Un dialogue de sourds
Le processus de dialogue entamé par le pouvoir en place sous l'égide de la Nonciature apostolique en Haïti n'a pas porté fruit. Chacun des acteurs a affiché un comportement différent sur la scène politique. Le chef de l'État Jovenel Moise voulait profiter de ce dialogue pour se donner plus de pouvoir, installer son gouvernement, et poursuivre son aventure, alors que d'autres leaders alliés ou opposés voient les choses d'une autre manière.
Jovenel Moise veut ratisser large. Ses opposants et même ses alliés refusent d’adhérer à sa vision. Et c'est l'une des raisons pour laquelle cette énième tentative de dialogue à la Nonciature apostolique, comme toutes les autres, n'a abouti à aucun accord permettant de sortir le pays de ce trou. Évoqué par Paul Denis de INIFOS, le chef de l'État refuse d'abandonner la dernière année de son quinquennat au profit d'un accord politique.
Pourtant, le Rassemblement des démocrates nationaux progressistes (RDNP) qui, depuis quelque temps, marche aux côtés du pouvoir, exhorte le chef de l'État à accepter la réduction d'un an de son mandat en vue de provoquer le retour de l'opposition radicale à la table des négociations. Le parti prône la poursuite du dialogue entre le gouvernement et les diverses tendances de l'opposition en vue de parvenir à un accord politique.
RDNP reste confiant qu'un accord est possible entre le gouvernement et l'opposition modérée, et avec même l'opposition radicale qui, jusqu'à présent, n'a jamais pris part à aucun des dialogues initiés par le chef de l'État. Les dirigeants du RDNP croient que les négociations devaient se poursuivre afin d'inclure l'opposition radicale pour un large consensus. À propos d'un gouvernement sans la présence manifeste de l'opposition, RDNP croit que cela pourrait contribuer à l'aggravation de la crise politique qui, d'après eux, bloque le processus de développement du pays et la résolution d'autre crise encore profonde dans le pays.
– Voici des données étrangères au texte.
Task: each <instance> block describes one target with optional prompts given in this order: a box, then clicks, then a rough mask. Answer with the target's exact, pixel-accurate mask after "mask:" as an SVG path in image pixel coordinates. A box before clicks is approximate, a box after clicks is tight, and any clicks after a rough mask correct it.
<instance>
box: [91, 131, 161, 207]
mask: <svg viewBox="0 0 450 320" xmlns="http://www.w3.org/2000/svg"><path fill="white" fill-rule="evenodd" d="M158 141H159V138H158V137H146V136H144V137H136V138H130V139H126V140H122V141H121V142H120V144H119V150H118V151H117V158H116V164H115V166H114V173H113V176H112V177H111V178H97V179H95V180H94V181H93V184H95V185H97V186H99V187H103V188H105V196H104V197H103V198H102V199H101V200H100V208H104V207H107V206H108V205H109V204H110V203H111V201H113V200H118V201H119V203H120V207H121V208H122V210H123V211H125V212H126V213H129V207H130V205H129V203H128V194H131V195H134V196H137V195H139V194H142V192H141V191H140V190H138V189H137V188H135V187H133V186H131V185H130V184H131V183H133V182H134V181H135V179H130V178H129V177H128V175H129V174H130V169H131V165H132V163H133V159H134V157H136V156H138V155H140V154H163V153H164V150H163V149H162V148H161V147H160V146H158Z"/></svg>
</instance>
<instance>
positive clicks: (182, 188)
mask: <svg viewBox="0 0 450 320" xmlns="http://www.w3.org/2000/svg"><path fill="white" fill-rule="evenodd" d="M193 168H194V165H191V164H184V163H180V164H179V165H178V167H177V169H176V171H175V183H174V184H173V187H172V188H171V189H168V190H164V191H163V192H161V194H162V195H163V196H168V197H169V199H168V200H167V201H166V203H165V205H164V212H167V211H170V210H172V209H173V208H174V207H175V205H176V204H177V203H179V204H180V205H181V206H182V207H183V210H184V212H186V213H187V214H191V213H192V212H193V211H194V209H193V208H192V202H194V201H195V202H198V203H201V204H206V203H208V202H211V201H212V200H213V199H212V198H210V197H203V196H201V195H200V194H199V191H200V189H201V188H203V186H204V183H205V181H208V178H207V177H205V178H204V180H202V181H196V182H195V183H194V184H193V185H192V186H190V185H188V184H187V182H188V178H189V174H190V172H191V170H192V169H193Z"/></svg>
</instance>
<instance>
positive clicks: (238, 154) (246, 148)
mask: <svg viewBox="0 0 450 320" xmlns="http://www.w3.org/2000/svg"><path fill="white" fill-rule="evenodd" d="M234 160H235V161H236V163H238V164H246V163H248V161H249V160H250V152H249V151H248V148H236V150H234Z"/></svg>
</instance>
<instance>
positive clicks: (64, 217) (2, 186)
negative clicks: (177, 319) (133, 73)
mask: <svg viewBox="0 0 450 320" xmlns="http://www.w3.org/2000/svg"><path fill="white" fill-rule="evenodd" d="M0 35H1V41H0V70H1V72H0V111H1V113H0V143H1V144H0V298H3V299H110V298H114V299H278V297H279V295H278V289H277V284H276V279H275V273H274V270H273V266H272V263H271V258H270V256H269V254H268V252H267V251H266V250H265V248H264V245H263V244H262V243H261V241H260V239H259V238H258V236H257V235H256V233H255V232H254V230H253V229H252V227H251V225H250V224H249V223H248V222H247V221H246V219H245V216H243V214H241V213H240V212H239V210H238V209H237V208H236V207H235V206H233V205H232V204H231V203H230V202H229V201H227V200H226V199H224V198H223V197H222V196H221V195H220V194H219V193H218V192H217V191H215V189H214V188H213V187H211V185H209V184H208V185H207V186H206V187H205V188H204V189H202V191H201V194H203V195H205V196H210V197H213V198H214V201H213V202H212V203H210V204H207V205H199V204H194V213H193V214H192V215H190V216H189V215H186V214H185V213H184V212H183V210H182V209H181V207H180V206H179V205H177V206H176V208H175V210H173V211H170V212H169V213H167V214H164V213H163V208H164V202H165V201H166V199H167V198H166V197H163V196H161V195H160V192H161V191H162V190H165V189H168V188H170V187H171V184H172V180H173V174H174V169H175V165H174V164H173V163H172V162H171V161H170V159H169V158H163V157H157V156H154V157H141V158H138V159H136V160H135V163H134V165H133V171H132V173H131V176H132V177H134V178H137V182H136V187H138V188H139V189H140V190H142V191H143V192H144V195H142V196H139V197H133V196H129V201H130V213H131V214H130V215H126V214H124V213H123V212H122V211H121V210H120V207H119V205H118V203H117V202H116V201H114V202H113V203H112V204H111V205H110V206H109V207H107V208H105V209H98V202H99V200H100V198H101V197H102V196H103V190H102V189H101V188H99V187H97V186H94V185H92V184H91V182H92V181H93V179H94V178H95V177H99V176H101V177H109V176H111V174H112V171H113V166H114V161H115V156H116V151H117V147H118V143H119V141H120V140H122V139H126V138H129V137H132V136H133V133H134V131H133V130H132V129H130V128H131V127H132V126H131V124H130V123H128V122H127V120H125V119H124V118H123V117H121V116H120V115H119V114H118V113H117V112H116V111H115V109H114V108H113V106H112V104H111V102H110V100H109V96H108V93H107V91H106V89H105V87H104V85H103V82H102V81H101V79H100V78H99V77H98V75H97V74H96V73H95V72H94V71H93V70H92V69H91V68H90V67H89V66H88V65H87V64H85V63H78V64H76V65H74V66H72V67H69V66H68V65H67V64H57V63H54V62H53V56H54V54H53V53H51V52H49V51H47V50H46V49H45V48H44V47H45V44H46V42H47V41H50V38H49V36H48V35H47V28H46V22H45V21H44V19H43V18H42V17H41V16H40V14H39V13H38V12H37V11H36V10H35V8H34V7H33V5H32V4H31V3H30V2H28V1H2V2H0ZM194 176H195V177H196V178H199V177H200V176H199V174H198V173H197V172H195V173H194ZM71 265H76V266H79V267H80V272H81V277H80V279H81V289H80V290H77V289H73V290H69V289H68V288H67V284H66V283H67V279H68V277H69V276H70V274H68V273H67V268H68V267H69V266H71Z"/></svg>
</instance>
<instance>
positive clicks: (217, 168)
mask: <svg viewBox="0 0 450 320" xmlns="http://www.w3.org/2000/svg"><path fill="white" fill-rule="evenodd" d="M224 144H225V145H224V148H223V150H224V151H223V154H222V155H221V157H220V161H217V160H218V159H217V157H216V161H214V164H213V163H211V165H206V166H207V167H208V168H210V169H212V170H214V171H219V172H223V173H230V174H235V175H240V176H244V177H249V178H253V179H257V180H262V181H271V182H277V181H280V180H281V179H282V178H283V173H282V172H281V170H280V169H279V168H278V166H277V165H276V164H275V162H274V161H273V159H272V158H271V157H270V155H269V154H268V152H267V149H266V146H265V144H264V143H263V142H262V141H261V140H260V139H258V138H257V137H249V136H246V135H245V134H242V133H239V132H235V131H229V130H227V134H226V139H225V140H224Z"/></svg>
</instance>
Au terme des trois journées de discussions qui se sont déroulées au cours du week-end, deux propositions étaient sur la table. L'une prévoit la mise place d'un gouvernement et le lancement de réformes, l'autre une réduction de la durée du mandat du chef de l'État. Jovenel Moise s'est accroché à la première proposition : celle formulée par son équipe. Mais beaucoup d'autres partis politiques, comme UNIR-HAITI, INIFOS, RDNP, FUSION, etc., veulent non seulement la formation d'un gouvernement de consensus, mais également un effort patriotique de la part du chef de l'État pour la réalisation d’élections anticipées.
Puisque Jovenel Moise refuse de négocier ce point, les discussions s'arrêtent au niveau des propositions. Pas d'accord en vue. Il s’agit d’un échec total et le Core Group a regretté la tournure prise par les évènements.
Pourtant, le pouvoir parle d'avancées positives
Le conseiller du président Jovenel Moïse, Jude Charles Faustin, parle d'avancées positives dans les discussions qui ont eu lieu à la Nonciature. La Présidence haïtienne estime que la conférence politique a permis de réaliser des avancées dans les négociations pour une nouvelle constitution et la formation d'un gouvernement. En ce qui a trait aux désaccords, la Présidence veut prouver que ce sont les partis de l'opposition qui n'ont pas pu trouver une entente sur la gouvernance et la provenance du prochain chef de gouvernement. Par ailleurs, cette énième tentative de dialogue ratée pousse certains observateurs à se questionner sur la volonté réelle d’un dialogue, si personne ne veut faire de concessions.
Dans ce cas, pourquoi faire semblant de dialoguer? Certains osent même croire que le chef de l'État a déjà des idées en tête. Par conséquent, il est uniquement dans le besoin de les légitimer via un processus de dialogue réunissant ses opposants ainsi que ses alliés politiques.